C’était une ancienne maison de vizir, ce consulat français ; aux murs des salles, sous les couches neigeuses de la chaux, s’indiquaient légèrement, comme en bas-relief effacé, des arcades aux festons géométriques, d’une simplicité exquise, — éternels dessins des portes de mosquées ou de palais, que les hommes en burnous ont apportés avec eux, en suivant la ligne des grands déserts, jusqu’en Algérie, jusqu’au Moghreb et en Espagne ; et elles disaient à elles seules,. les arcades blanches, dans quel pays on était, elles suffisaient à désigner pour moi l’Arabie, — la vieille Arabie que j’adore, et où je suis chaque fois grisé de revenir, sans avoir jamais su comprendre au juste par quel charme elle me tient, ni exprimer sa fascination triste…


La plus haute des maisons closes qu’en arrivant nous avions vues, presque baignées dans la mer et y mirant leurs blancheurs, c’était le palais du sultan.

Quelqu’un vêtu d’une robe blanche et drapé d’un burnous brun à glands d’or ; de grands yeux très beaux, un visage de trente ans couleur de bronze clair, aux traits réguliers et délicats, illuminés par un franc sourire de bienvenue : tel m’apparut, au seuil de sa demeure où il avait bien voulu descendre, ce sultan de Mascate, qui règne sur l’un des derniers états d’indépendance arabe, sur l’un des derniers pays où les cinq prières du jour ne sont jamais troublées par l’ironie des infidèles.
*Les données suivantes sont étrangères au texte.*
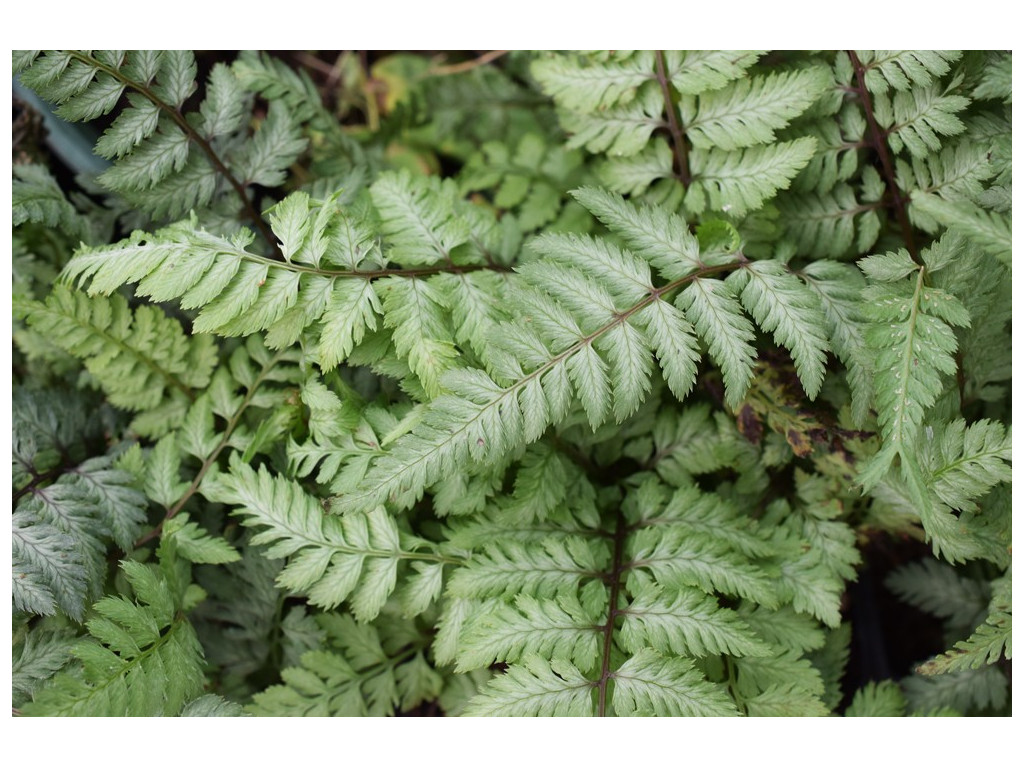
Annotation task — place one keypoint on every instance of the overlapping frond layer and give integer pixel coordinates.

Les ancêtres de cet homme étaient déjà des souverains nombre de siècles avant que fussent sorties de l’obscurité nos plus anciennes familles régnantes d’Europe ; il a donc de qui tenir son affinement aristocratique et son aisance charmante.

La grande salle d’en haut, où il me fit asseoir, était déconcertante de simplicité dédaigneuse, avec ses murs uniment blanchis et ses sièges de paille ; mais elle donnait par toutes ses fenêtres sur le bleu admirable de la mer d’Arabie, avec les beaux voiliers au mouillage et la flottille immobile des pêcheurs de perles.


— Autrefois, me disait le sultan, on voyait souvent à Mascate des navires de France ; pourquoi ne viennent-ils plus ?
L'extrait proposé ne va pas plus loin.